Napier property law firm McKay Hill was all-but shut down in less than a week as the Law Society moved to protect the firm's client funds, the Napier District Court was told yesterday.

Society inspector John Hicks arrived on a late-May Wednesday in 2010 and the next Monday the district Lawyers Standards Committee acted on his interim report and secured the funds.

The investigator was giving evidence on the fourth day of the trial of lawyer Gerald George McKay who denies 11 charges, including five of dishonestly using invoices with intent to obtain pecuniary advantage, five of theft by intentionally and wrongfully dealing with client funds, and one representative charge of criminal breach of trust.

Among discoveries made by Mr Hicks was that monthly Ledger Control Summary Reports filed by the firm with the society regularly misrepresented its position, reporting its Interest in Trust as being in credit when it was regularly in six-figure deficit.


It also discovered the removal of $336,900 from one estate, in 15 separate transactions without any authority from the estate executor, as would have been required under trust fund regulations in the Lawyers and Conveyancers Act. In one case a shortfall from a client's interest had been met by a payment from its own principle, Mr Hicks said.

The investigation also discovered five invoices created just a day earlier, and backdated almost a year, which Mr McKay was to explain would be registered as securities over funds to balance the shortfall.
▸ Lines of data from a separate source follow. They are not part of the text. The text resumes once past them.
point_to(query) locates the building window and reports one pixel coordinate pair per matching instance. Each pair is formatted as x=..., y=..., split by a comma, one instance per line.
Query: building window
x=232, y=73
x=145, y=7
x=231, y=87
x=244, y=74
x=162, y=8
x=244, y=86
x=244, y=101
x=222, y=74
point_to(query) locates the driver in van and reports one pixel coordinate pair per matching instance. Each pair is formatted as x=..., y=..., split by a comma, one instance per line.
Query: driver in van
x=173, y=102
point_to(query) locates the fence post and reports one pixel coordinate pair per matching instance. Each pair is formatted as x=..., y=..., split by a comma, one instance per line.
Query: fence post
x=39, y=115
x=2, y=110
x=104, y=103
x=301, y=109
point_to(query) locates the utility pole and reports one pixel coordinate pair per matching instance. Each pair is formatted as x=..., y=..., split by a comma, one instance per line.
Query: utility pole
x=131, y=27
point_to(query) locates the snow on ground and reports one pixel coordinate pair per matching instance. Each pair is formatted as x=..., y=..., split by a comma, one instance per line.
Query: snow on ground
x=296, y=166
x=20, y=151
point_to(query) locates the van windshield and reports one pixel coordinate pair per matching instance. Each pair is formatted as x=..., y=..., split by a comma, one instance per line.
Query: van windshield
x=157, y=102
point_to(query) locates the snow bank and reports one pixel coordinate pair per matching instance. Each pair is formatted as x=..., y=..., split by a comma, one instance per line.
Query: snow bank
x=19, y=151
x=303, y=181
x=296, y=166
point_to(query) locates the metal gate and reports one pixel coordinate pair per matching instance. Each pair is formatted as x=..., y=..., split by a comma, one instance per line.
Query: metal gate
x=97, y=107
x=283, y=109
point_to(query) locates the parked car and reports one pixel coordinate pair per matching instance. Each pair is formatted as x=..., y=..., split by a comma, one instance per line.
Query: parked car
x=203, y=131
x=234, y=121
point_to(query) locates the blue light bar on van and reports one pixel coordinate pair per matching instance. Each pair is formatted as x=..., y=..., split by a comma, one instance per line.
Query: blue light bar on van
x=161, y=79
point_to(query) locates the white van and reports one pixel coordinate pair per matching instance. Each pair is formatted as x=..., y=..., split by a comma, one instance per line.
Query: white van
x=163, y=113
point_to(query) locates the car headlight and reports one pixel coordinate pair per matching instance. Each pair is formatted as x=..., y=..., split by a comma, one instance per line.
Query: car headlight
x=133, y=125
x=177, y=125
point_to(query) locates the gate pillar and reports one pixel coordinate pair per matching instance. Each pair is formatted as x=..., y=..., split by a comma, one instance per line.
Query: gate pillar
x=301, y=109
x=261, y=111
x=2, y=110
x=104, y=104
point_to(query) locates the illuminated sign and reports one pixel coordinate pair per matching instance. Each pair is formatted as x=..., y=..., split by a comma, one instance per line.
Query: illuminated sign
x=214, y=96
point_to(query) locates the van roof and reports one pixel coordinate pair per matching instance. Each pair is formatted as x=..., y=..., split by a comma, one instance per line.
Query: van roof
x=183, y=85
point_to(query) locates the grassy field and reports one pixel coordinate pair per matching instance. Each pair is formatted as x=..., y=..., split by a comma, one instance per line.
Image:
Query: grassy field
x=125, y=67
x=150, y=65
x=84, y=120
But Mr Hicks said he "smelt a rat" because the invoices were all produced at the same time, were all for large rounded sums, and McKay could provide no evidence of disbursements or other costs against them.

Amounts allegedly stolen from clients total $556,900, while the value of the allegedly false invoices are over $1 million.

The trial enters a fifth day today before Judge Colin Doherty and a jury of eight women and three men who have been told prosecution evidence may be completed on Monday.